On Sat, May 25, 2002 at 08:43:29PM +0100, Toby Dickenson wrote:
> I am developing a storage layer for the ZODB object database, which is 
> designed to play to reiserfs strengths. 
> 
> http://sourceforge.net/projects/dirstorage
> 
> I have a question about how much fsyncing is necessary to avoid losing files 
> on power loss, when moving them between directories.
> 
> Consider this sequence
> 
> 1. write to A/B/somefileX and fsync it
> 2. mkdir A/C
> 3. rename A/B/somefile to A/C/somefile
> 4. rmdir A/B
> 5. power loss
> 
> I would like to guarantee that, after journal replay, 'somefile' is in either 
> of those two directories (or both). Am I correct to think that I dont need 
> any other syncs in there?

You are correct, renames are atomic on journalling filesystems.
So, no problems with half-written directory entries, if you lose power
at the wrong time the journal replay procedure will throw the
transaction out and you end up as if you never issued a rename at all.
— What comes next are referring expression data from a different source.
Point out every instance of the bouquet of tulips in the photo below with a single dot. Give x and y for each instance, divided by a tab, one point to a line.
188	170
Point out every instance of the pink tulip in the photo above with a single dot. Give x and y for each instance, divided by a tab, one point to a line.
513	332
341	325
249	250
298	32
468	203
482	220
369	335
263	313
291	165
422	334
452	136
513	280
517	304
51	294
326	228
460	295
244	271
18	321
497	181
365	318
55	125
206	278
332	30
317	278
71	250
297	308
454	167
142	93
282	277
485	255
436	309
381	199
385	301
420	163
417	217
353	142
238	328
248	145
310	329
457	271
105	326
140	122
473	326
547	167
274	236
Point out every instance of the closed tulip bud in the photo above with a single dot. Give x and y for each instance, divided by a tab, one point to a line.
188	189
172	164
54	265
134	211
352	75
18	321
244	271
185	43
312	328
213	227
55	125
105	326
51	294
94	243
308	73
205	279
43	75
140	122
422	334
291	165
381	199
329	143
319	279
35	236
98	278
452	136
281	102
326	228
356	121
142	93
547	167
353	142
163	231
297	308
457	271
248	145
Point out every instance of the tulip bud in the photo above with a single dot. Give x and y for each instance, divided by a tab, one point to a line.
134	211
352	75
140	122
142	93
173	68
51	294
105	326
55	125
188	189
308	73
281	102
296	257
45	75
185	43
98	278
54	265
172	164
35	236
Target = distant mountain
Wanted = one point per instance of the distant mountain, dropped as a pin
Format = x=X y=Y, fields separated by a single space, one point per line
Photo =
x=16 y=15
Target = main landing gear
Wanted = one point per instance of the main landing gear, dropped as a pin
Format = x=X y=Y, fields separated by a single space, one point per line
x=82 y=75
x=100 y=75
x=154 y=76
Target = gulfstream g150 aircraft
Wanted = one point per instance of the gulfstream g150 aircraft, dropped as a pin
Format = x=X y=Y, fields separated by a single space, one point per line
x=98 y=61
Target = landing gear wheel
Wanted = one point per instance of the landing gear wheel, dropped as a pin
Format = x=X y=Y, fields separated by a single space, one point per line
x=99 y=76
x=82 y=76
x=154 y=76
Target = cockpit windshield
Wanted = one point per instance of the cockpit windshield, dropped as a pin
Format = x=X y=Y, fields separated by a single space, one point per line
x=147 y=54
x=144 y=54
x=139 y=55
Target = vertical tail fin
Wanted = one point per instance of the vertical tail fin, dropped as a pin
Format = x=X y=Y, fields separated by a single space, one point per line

> (A second question; is there any documentation that I could have used to 
> answer the first question myself?)

I can't point to specific documentation, but this behavior is part of
the main ideas behind journalling filesystems. You would get
basically the same thing with ext3, XFS, JFS, Solaris UFS with the
logging option, etc.

Of course, you could always scan some mailing list archives ;)

reiserfs-list and linux-XFS are quite active and contain very valuable
insights.

        Jean-Francois Landry
-- 
Any sufficiently complicated C or Fortran program contains an ad hoc
informally-specified bug-ridden slow implementation of half of Common Lisp.